Another thing about this kind of control device is its silence in operation, and far out sci-fi nature, create a ripe potential for "plausible deniability." If they can load one of these things inconspicuously into a cargo van, and target a single person the government finds annoying, presto, they got an instant crazy man, running around screaming that his skin is burning. What happened? Nothing. Crazy people, that's all.
posted by nervousfritz at 7:51 AM on July 22, 2005


What happened? Nothing

Except, of course, for the large cargo van that made its way through the crowd, and pointed a giant sinister-looking metal radar dish at the target. Besides, if these things go into use, how long would it take for people to realize that guy in horrible pain + mysterious truck = anti riot weapon?
posted by unreason at 8:05 AM on July 22, 2005


Na they want you to envision a 60's era protest every time they roll one of these things out. They say, they want to be able to control riots. By preventing them in the first place. Where they start. With free thinking ideologues. They have all manner of craziness tech, to put the bug in ya.
posted by nervousfritz at 8:12 AM on July 22, 2005


Riot foam is better.
posted by bardic at 8:55 AM on July 22, 2005


Let them start using it in the U.S. It'll only be a matter of time before protesters develop their own to use against the police. After all, you're not applying lethal force, right? Should be fine. :)
posted by Civil_Disobedient at 8:56 AM on July 22, 2005


"I'd call it the "Neuronic Whip."
Harry Seldon predicted all this, of course.
posted by Mack Twain at 9:11 AM on July 22, 2005


Well, one concern with the aforementioned Scream is that its very nonlethality will give rise to overuse in an attempt to silence critical dissent.

Not too farfetched a concern, methinks.


Not too farfetched at all when you see how Tasers are being used these days.
posted by caddis at 9:13 AM on July 22, 2005


Q: How easy would it be to design a bomb that was triggered by microwaves? As in, suicide bomb?
posted by voltairemodern at 9:15 AM on July 22, 2005


The part of this article that got my attention, was the Air Force's perceived need to control riots from the air. There are some nefarious plans being set in place.

Are we going to toast indigenous peoples who protest the usurpation of native lands? Are we going to toast people who riot for food? Just what is in the planning stages that will require force of that nature?

Will our children be the victims of this crowd control technology?

Just the discussion of the deployment of this technology, and in fact the development of this technology is innately unconstitutional. The first time this is used in the US will be in violation of the rights of any person that suffers it's effects.

Research into this technology, and release of information regarding deployment, is a terrorist activity, aimed at domineering any and all human beings.

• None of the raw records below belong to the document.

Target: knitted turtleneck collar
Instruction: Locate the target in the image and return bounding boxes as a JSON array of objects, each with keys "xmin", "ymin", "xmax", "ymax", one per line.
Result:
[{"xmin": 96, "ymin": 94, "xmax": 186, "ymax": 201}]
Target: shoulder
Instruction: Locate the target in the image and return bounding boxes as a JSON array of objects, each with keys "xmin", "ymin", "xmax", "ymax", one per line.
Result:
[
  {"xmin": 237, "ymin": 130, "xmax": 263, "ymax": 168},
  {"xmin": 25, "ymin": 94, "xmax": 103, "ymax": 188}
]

I am also excited about the gun that serially shoots ball bearings, acting more like a flying chainsaw than a machine gun. People who think this stuff up, should be in mental hospitals; but bingo they are in high demand in the current climate.
posted by Oyéah at 9:56 AM on July 22, 2005


Well, I for one plan on building an ultra low frequency noise generator.

If they nuke me, I'll disrupt their bowels.


Whee!!!!!!
posted by Freen at 10:16 AM on July 22, 2005


What kind of sick bastard would use this on someone? Reminds me of the SNL sketch with Mel Gibson: Josh Acid.
It's ok to shoot people but throwing acid on them is just too gruesome.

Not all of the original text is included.